Charles Wedge worked initially as an assistant government surveyor with the Survey Department in Van Diemen's Land.

He resigned in 1836, to work with John Helder Wedge on a sheep station in the Port Phillip District (later the Colony of Victoria). Charles Wedge managed the family's property at Werribee and then established a sheep station in the Western District of Victoria.

In 1846 Charles Wedge informed Edward Stone Parker, the Assistant Protector of Aborigines in Port Phillip, that an aboriginal man had been shot by a shepherd in his employ, named John Fox, near the Avoca River. Wedge described this shooting as ‘most wanton and unjustifiable’ and wanted Fox brought to justice.

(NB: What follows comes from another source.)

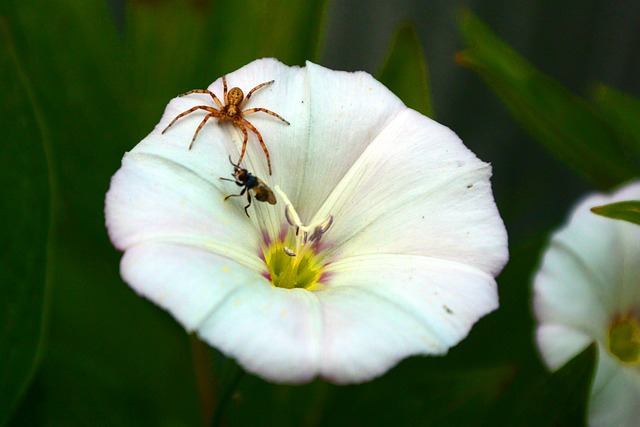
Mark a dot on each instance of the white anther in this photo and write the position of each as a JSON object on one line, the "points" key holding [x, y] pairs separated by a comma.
{"points": [[288, 251]]}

Parker then requested La Trobe send a mounted constable or trooper to apprehend Fox, but Fox fled to South Australia to avoid arrest.

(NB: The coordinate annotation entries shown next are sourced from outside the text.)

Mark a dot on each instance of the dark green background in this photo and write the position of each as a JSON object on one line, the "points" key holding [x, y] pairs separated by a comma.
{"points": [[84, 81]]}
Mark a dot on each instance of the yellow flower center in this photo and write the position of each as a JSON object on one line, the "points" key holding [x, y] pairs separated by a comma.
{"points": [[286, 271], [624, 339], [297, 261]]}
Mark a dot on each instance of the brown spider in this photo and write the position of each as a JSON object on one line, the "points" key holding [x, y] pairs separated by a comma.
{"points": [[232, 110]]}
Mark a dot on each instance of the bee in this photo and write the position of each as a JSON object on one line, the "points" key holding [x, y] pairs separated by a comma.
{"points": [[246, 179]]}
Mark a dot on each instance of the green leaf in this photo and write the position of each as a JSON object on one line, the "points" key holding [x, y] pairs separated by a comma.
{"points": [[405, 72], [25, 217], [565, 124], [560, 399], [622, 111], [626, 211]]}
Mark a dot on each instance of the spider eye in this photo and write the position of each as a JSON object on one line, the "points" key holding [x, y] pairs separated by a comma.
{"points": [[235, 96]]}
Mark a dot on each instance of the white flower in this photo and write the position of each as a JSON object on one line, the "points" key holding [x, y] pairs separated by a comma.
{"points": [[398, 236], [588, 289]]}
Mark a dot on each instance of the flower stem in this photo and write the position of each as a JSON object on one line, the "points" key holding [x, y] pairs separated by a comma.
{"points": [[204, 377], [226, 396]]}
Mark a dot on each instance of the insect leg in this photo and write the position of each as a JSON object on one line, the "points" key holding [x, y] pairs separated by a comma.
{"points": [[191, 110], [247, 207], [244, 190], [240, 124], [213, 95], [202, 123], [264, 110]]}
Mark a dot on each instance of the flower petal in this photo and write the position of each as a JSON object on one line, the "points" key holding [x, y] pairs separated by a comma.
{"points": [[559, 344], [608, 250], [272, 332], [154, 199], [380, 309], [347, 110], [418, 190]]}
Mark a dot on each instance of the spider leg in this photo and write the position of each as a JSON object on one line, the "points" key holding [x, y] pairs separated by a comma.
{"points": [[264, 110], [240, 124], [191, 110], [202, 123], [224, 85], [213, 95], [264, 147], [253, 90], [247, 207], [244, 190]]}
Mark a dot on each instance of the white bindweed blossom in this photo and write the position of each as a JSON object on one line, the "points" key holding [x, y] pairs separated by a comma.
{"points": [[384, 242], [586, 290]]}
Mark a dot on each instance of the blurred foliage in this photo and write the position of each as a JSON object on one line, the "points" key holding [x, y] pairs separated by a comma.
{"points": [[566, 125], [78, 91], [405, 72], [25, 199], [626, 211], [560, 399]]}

In a letter to Governor Charles Latrobe in 1853 he complained of the troubles with Tjapwurrung aboriginals attacking shepherds and driving away flocks of sheep, to which Wedge wrote:"these depredations did not cease till many lives were sacrificed, and, I may say, many thousands of sheep destroyed".

In the mid-1860s, he became a shareholder in the Denison Plains Pastoral Company (often referred to as the Denison Plains Association), which was founded with the intention of settling in North-West Australia on the Denison Plains (a remote area in what would be known later as the south-east Kimberley).

Following the failure of the Denison Plains scheme, Wedge was employed at Roebourne as a Western Australian government surveyor. Among other projects, in 1866 the Government Resident, Robert John Sholl tasked Wedge with finding a suitable harbour in the Port Hedland area, to encourage and service settlement further north, in areas such as the De Grey River. The natural harbour of Port Hedland itself was already considered unsuitable, due to the thick mangroves. Following heavy, unseasonal rain and swollen tidal creeks, Wedge was unable to reach the harbour itself or find another site. Wedge reported: "Independently of the Port being difficult of access from the land sides, the want of a natural supply of water must always be a serious impediment to its being made available as a shipping port." He also felt that the deep sand and lack of wood for building made the area unsuitable.

The Port Hedland light industrial estate of Wedgefield, Western Australia was named after Wedge.